Cette réforme des droits d’enregistrement est une illusion. Elle donne l’impression qu’elle va faciliter l’accès à la propriété en la rendant moins coûteuse initialement, et donc en facilitant l’accès au crédit hypothécaire, mais c’est loin d’être le cas.

Premièrement, comme le démontrent les exemples ci-dessus, le coup de pouce à l’achat sur les droits d’enregistrement est limité pour les contribuables acquérant une maison à petit prix. Cette réforme est injuste socialement et aggrave les inégalités. Elle bénéficie uniquement aux très hauts revenus, tandis que les classes populaires et moyennes y perdent dans tous les cas, pour des montants pouvant atteindre plus de 35.000 € au total.
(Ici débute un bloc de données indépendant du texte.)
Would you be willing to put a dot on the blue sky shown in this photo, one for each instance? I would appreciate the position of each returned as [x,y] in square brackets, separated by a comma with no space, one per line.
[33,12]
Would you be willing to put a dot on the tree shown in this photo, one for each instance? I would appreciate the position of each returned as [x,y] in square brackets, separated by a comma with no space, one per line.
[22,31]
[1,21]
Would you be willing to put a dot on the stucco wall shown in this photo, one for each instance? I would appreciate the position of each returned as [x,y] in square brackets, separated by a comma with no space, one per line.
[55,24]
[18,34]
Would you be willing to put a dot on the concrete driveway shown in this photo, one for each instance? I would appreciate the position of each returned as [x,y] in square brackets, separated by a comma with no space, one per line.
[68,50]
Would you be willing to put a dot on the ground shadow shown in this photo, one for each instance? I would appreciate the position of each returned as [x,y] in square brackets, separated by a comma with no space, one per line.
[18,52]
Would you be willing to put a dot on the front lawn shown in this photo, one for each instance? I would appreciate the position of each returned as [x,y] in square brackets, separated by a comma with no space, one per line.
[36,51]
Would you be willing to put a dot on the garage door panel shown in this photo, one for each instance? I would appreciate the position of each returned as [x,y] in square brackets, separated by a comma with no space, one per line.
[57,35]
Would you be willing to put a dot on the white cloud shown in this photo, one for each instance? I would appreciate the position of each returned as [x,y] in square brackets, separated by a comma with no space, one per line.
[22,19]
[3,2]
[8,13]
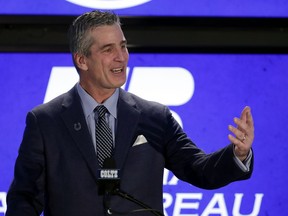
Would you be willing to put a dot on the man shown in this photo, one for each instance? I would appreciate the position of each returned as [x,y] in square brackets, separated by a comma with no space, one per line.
[57,166]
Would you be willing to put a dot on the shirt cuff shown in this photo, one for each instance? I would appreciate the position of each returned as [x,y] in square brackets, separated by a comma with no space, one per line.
[243,165]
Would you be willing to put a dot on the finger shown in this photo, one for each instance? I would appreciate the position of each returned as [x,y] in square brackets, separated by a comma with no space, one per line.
[239,134]
[241,124]
[244,112]
[249,120]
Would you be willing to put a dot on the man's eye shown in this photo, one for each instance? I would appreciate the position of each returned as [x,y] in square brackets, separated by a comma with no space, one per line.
[108,50]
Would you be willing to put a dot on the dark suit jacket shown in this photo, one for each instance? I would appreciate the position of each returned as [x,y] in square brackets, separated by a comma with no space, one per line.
[56,168]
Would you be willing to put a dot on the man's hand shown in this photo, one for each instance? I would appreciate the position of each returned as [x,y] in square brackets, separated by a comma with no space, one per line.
[243,134]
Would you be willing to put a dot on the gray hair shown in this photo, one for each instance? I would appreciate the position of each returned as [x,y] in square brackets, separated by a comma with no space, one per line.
[79,39]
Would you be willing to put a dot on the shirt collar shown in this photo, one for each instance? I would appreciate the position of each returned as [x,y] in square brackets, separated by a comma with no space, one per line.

Deuxièmement, les banques exigent de plus en plus souvent d’intégrer les coûts des travaux d’isolation dans le montant du prêt, ce qui vient annuler l’éventuel petit gain lié à cette réforme, et cela d’autant plus que le gouvernement wallon vient de décider de réduire de 60 % en moyenne les aides à la rénovation, en attendant une réforme complète prévue fin 2026.  

Ajoutons que cette réforme risque de provoquer une augmentation des prix de l’immobilier, ce qui viendrait à nouveau réduire ou annuler tout avantage lié à cette réforme. En effet, selon une étude menée par des chercheurs de l’ULB la baisse des droits d’enregistrement en Flandre en 2022 de 6 % à 3 % a provoqué une hausse moyenne des prix de 3 %. La hausse des prix a particulièrement concerné les habitations les plus abordables, dont le prix a grimpé de 7 % ! Avec une réduction de 12,5 % à 3 % annoncée en Wallonie, la hausse des prix risque d’être encore plus forte et de toucher davantage les biens les moins chers.

Enfin, cette mesure va coûter très cher aux finances wallonnes : 250 millions dès l’année 2025 et 470 millions au total. À l’heure où le gouvernement wallon justifie des coupes budgétaires généralisées au nom de l’assainissement des finances publiques, ce choix paraît totalement paradoxal. D’autant plus paradoxal, qu’il va faire gagner beaucoup d’argent aux ménages nantis qui achètent des maisons très chères (plus de 500.000 euros). La Wallonie a-t-elle les moyens de financer les villas de luxe, au détriment des services publics et des infrastructures pour toutes et tous ?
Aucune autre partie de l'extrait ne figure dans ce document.